Ohio Supreme Court refuses to hear Noe's appeal

6/9/2010
BY JIM PROVANCE
BLADE COLUMBUS BUREAU CHIEF

COLUMBUS - Tom Noe's hopes of getting out of prison any time soon were dashed Wednesday when the Ohio Supreme Court opted not to hear his appeal of his theft and corruption convictions.

But the court fight isn't likely to end there.

Without comment, the high court ruled against the former chairman of the Lucas County Republican Party, who had argued that he didn't receive a fair trial in his home county in the wake of a scandal that had political ramifications statewide.

His state appeals now exhausted, Noe will pin his hopes on federal court.

"The denial was obviously one of two outcomes that could have happened," said his Toledo attorney, Rick Kerger. "We know what the plan has been. We planned to go to federal habeas corpus."

Noe is serving his second year of an 18-year sentence for his 2006 jury conviction on 29 charges of corruption, theft, money laundering, and tampering with records. The Toledo-based 6th District Court of Appeals upheld his convictions on Dec. 31, and Wednesday's high-court ruling leaves that decision intact.

Among other things, Noe argued that he couldn't get a fair trial because of extensive pretrial publicity. The trial court had refused to grant him a change of venue.

The Blade first reported in April, 2005 on Noe's $50 million state rare-coin investment deal, triggering a multiyear state probe that uncovered massive corruption in the Ohio Bureau of Workers' Compensation and led to charges against more than 20 public officials and money managers.

With Noe's political connections stretching from the Governor's residence to the White House, the scandal was credited as one reason that Ohio voters swept Republicans from every statewide elected office save one a year later.

All of the justices who considered the case refused to hear the appeal based on nine of the 11 grounds Noe had raised.

The vote was 4-1 against hearing the appeal specifically on Noe's pretrial publicity argument. Justices Evelyn Lundberg Stratton, Paul Pfeifer, and Robert Cupp, all Republicans, and Chief Justice Eric Brown, the court's sole Democrat, voted "no.'' Justice Terrence O'Donnell cast the dissenting vote.
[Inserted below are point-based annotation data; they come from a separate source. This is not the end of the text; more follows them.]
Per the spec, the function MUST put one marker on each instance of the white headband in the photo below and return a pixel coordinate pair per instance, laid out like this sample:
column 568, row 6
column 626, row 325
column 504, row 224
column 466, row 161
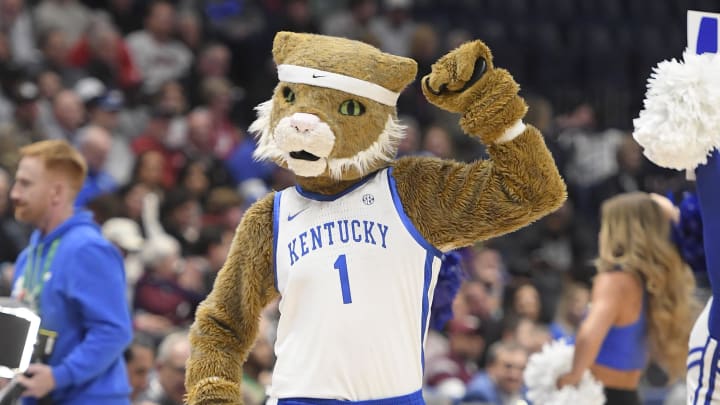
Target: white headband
column 348, row 84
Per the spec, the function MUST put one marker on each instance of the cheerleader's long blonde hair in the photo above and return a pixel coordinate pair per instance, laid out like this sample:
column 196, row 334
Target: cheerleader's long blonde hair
column 635, row 235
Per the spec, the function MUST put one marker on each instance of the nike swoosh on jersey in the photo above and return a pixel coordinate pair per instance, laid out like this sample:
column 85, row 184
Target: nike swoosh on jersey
column 291, row 217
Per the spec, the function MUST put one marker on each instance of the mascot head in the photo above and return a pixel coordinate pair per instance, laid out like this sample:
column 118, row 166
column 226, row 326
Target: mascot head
column 332, row 115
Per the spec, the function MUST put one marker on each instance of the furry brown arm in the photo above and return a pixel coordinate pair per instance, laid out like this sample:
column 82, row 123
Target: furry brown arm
column 456, row 204
column 226, row 323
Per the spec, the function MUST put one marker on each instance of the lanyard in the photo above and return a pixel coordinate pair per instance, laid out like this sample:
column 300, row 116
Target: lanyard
column 35, row 276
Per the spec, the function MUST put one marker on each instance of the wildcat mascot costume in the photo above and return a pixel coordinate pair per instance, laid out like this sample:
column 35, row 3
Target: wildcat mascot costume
column 354, row 249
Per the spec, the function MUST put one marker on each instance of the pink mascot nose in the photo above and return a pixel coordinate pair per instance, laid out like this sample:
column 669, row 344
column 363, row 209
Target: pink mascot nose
column 303, row 122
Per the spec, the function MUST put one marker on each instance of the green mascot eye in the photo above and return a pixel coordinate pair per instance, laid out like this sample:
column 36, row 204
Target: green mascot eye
column 352, row 107
column 289, row 95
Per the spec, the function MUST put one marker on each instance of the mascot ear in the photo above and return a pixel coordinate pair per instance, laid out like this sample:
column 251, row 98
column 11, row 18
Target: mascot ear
column 349, row 58
column 284, row 44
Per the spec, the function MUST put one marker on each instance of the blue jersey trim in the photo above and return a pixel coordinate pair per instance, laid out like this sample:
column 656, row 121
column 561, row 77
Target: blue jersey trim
column 276, row 230
column 415, row 398
column 425, row 305
column 322, row 197
column 708, row 176
column 702, row 361
column 711, row 379
column 406, row 220
column 695, row 350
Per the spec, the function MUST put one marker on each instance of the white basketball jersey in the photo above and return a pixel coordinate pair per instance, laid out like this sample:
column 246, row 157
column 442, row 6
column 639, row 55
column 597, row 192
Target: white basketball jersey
column 356, row 281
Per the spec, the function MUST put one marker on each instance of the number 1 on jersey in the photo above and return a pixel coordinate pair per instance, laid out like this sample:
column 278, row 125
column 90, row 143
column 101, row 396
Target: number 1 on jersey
column 341, row 265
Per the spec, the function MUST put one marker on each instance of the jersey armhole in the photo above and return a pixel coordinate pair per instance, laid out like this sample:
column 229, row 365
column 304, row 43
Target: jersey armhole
column 407, row 222
column 276, row 230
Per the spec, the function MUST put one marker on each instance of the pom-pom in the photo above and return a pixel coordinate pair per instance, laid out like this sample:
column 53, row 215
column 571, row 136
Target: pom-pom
column 543, row 370
column 679, row 125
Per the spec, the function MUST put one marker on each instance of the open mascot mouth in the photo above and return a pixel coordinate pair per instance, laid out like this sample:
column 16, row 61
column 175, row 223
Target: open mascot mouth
column 304, row 155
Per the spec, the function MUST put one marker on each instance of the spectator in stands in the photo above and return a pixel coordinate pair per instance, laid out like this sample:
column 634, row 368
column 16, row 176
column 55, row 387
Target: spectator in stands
column 24, row 128
column 15, row 20
column 94, row 144
column 212, row 61
column 526, row 302
column 571, row 310
column 353, row 22
column 502, row 382
column 103, row 53
column 154, row 139
column 181, row 217
column 165, row 296
column 167, row 387
column 69, row 16
column 55, row 47
column 395, row 27
column 157, row 54
column 125, row 234
column 140, row 364
column 68, row 116
column 13, row 236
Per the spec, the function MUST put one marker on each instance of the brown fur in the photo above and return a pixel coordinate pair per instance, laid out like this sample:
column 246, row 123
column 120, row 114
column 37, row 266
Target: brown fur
column 452, row 204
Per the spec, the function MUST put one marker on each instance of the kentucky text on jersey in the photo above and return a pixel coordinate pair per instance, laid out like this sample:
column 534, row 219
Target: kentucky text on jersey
column 341, row 231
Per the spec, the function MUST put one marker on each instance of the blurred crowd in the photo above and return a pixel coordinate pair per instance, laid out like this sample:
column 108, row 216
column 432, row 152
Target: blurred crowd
column 158, row 97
The court also voted 4-1 not to hear the case based on Noe's argument that the trial court relied on an unconstitutional law when it gave him a sentence beyond the statutory minimum. Chief Justice Brown was the dissenting vote on this argument.

Justices Maureen O'Connor and Judith Lanzinger, both of whom are on the ballot this year, did not participate in the case. Noe or his then wife, Bernadette, had contributed to the campaigns of both in the past and had served as campaign manager for Justice Lanzinger, a fellow Toledoan, in 2004.

Mr. Kerger said he wondered if the decision not to hear the appeal might have been different if district appeals court judges had been appointed to consider the case in the place of the two recused justices.

The court also refused to hear a cross appeal from the county prosecutor's office.

Noe is incarcerated at Hocking Correctional Facility in southern Ohio. He had previously completed a federal sentence in his conviction of using others to launder illegal campaign contributions to the 2004 re-election campaign of President George W. Bush.